Biotech crops have been planted for more than a decade on over two billion acres of land without any damage to biological diversity. More than 14 million farmers worldwide have benefited from growing biotech crops by creating a more sustainable world supply of food, feed, fibre and fuel. The plant science industry is confident in the safety of biotech crops, which undergo careful assessment and review to prevent risks to biological diversity prior to commercialization.

As worldwide use of biotech crops continues to grow, questions have been raised about how countries would pursue claims alleging that a specific biotech crop caused damage to biological diversity: How does a country take legal action?  Who is responsible for the damage?  How is the damage assessed? What resolutions are possible? Right now, most national and international laws do not have clear standards and procedures for answering these questions.

In 2008 CropLife’s plant biotech members voluntarily addressed these questions by developing standards and a process for evaluating claims alleging damage to biological diversity.
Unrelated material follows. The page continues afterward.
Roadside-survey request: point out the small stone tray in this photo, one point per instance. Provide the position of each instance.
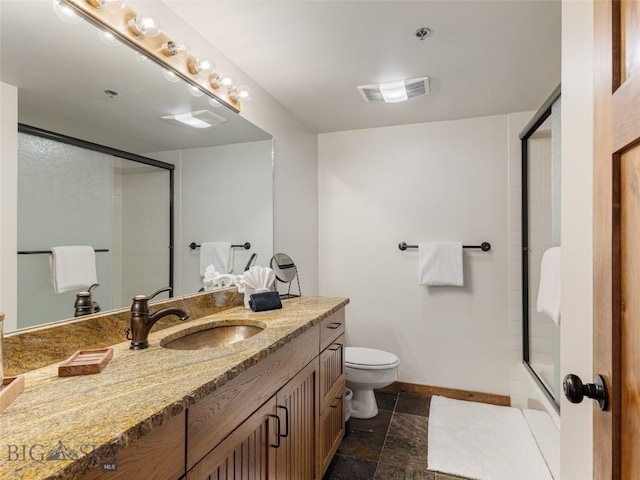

The Compact, which became operational in 2010, is a clearly defined, efficient, and fair process for a United Nations Member State to file and process claims in the event of damage to biological diversity caused by living modified organisms (LMOs). Compact Members are contractually obligated to be responsible for damage to biological diversity caused by the release of LMOs by that company.

The resolve cases, the Compact has a clear-cut, science-based process where all decisions are made by independent commissioners and arbitrators. The Compact is binding and fair to both States and its Members, and offers numerous benefits to both States concerned about protecting their biological diversity and to technology providers developing and commercializing LMOs:

    • The certainty of a fair, clear, and definite process.
    • Assurance of a Compact Members’ financial ability to respond.
    • Independent administration of a claim by the highly respected Permanent Court of Arbitration of The Hague.
    • Timely, efficient, and effective handling of claims which are likely to be very complex.
    • Agreement to binding arbitration and consent to jurisdiction.
    • Member-supported enforcement of an award if a claim is successful.
    • Reimbursement of arbitration costs on successful claims brought by a number of categories of States.